We can make a chart (or a "plot") by calling the `plot` method.

In [None]:
input_data.plot()

Well... it's a chart, but we can improve it by focusing on the relevant things. Let's only look at the number of stocks:

In [None]:
input_data['n_stocks'].plot()

Better! The x-axis still looks not like what we would want. Why is that? It's the index of the data. But we want to use the date as the x-axis. So let's manually fix the x-axis and plot it again. Instead of taking out a single column and plotting it, we are taking the full DataFrame and telling pandas which columns should go where.

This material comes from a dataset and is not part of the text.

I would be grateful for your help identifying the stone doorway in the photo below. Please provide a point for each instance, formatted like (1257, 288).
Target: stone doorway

Let's plot both `n_stocks` and `n_stocks_min`.

In [None]:
input_data.plot(x='date', y=['n_stocks', 'n_stocks_min'])

Now that looks a lot better!

**Quick exercise**

Plot the `n_stocks_min` against `n_stocks` as a scatterplot. Set the title to `Scatterplot` and use log-scaling for the y-axis. Check [the documentation](https://pandas.pydata.org/docs/reference/api/pandas.DataFrame.plot.html) for hints.

## Seaborn Plots
The pandas library is very nice to use for some quick-and-dirty plots. For plots that you might want to put into your thesis, and some special types of plots, seaborn is the better choice.

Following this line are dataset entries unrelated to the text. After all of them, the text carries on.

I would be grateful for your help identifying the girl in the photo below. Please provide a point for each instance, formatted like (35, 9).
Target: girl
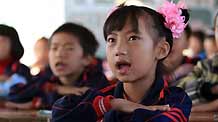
(210, 90)
(11, 70)
(137, 41)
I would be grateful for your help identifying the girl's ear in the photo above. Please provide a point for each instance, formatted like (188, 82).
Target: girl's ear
(162, 49)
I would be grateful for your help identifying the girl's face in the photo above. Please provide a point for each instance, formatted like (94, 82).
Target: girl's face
(5, 47)
(195, 45)
(210, 47)
(175, 57)
(216, 30)
(41, 50)
(66, 55)
(131, 55)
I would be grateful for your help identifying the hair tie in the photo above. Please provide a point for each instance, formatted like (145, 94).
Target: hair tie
(173, 17)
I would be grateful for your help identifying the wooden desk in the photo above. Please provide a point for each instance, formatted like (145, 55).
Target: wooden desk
(22, 116)
(204, 117)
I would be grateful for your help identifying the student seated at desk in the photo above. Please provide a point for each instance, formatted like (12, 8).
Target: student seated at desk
(12, 71)
(137, 41)
(209, 89)
(71, 53)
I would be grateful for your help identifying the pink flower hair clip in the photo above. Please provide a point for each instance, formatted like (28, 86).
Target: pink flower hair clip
(173, 17)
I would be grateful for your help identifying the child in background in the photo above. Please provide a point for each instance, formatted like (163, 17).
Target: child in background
(210, 46)
(71, 52)
(11, 70)
(199, 83)
(41, 49)
(196, 41)
(176, 63)
(138, 39)
(210, 90)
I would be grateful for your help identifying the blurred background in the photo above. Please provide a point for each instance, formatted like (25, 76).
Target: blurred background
(34, 19)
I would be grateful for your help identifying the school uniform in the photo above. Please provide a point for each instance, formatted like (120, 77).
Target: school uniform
(86, 109)
(42, 91)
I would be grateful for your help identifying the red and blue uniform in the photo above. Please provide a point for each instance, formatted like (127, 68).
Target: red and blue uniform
(42, 89)
(94, 106)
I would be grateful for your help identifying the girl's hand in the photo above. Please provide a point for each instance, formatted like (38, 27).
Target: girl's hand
(128, 106)
(66, 90)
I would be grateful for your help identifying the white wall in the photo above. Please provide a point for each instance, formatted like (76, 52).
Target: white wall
(32, 19)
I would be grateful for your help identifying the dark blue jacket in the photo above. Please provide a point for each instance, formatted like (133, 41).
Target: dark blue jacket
(81, 109)
(42, 87)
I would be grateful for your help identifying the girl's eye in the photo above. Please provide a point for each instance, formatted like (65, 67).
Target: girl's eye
(134, 38)
(69, 48)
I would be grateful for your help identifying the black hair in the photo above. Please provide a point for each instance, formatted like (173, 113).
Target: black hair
(17, 49)
(118, 19)
(86, 38)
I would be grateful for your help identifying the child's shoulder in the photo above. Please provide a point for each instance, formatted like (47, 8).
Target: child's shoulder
(176, 95)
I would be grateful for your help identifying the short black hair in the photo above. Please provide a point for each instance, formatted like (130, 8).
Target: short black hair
(118, 19)
(17, 49)
(86, 38)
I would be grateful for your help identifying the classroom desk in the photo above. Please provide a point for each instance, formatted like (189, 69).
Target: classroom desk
(204, 117)
(7, 115)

To make them look nicer, we can choose styles. You can look [here](https://python-charts.com/seaborn/themes/) for some examples.

In [None]:
import seaborn as sns
sns.set_style("darkgrid") # This is important for making it look nicer!

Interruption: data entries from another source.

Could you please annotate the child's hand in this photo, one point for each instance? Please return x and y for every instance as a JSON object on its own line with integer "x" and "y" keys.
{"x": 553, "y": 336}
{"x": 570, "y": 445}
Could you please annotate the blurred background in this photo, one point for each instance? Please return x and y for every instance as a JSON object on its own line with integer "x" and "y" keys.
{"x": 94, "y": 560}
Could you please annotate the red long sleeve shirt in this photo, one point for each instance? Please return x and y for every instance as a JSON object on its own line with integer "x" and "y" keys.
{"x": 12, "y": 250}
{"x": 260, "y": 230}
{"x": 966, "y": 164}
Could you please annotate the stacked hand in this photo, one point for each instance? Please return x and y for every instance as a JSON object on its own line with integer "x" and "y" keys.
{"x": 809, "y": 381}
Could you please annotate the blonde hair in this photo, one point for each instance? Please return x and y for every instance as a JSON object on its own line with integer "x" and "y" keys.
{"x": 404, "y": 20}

In seaborn, we can simply use `pd.DataFrame` objects as data arguments to the plot functions. Using  [`lineplot`](https://seaborn.pydata.org/generated/seaborn.lineplot.html) we can create lineplots.

To pass data to the plot, we use the `data` argument:

In [None]:
sns.lineplot(x="date",y="n_stocks",data=input_data)

using [`histplot`](https://seaborn.pydata.org/generated/seaborn.histplot.html) we can create histograms

In [None]:
sns.histplot(
    x='n_stocks',
    data = input_data,
)

And using [`scatterplot`](https://seaborn.pydata.org/generated/seaborn.scatterplot.html) we can create scatter plots. To color the dots based on their return (column `ret`), we can set the `hue` argument.

In [None]:
sns.scatterplot(x="n_stocks_min", y="n_stocks", hue='ret', data=input_data)

Another very useful type of plots is the [`heatmap`](https://seaborn.pydata.org/generated/seaborn.heatmap.html). We can use it for example to show a visual representatio of a correlation matrix.

In [None]:
correlation_matrix = input_data[['ret','n_stocks','n_stocks_min']].corr()
correlation_matrix

In [None]:
sns.heatmap(correlation_matrix, annot=True, vmin=-1, vmax=1, cmap="crest")

**Quick exercise**

- Check out available [color palettes](https://seaborn.pydata.org/tutorial/color_palettes.html) for seaborn.
- Plot the correlation heatmap using a diverging color palette.

## When to use matplotlib

matplotlib is the underlying package that pandas and seaborn rely on. They simply make it nicer and easier to use.

For some features, matplotlib still comes in very handy.

For example to plot a horizontal or vertical line at a specific point.

In [None]:
fig = sns.scatterplot(x="n_stocks_min", y="n_stocks", hue='ret', data=input_data) # We need to store the plot into a variable that we can then modify and add features to

fig.axhline(y=1000, color='r')

fig.axvline(x=1000, color='b')

## Exercises

a)
Filter the `df` dataframe so that it includes rows where "factor" is either "cash_at" or "debt_me".

- Create a seaborn plot of the n_stocks over time for each factor.
- Draw a seaborn histogram for the distribution of n_stocks for each of the two "factor".
- Create a seaborn scatterplot of "ret" (on x) and "n_stocks" (on y). Ensure that we have different markers and colors for the two different "factor". Use an appropriate type of color palette for this.


b)
- Take a random sample of 5 "factor"
- Filter the dataframe to rows corresponding to that "factor". Check the help for `query`. It tells you how to access variables.
- `pivot` the data, so that index is `date`, columns are `factor`, values are `ret`.
- Calculate the return correlation
- Plot it as heatmap; use an appropriate color palette

c)
- Take the simple lineplot from part a).
- Save the output to a PDF file. Check the type and then use the internet to find help.
- Download it to your computer and take a look.
- Turn your code for saving the plot into a function, which allows you to specify the filename.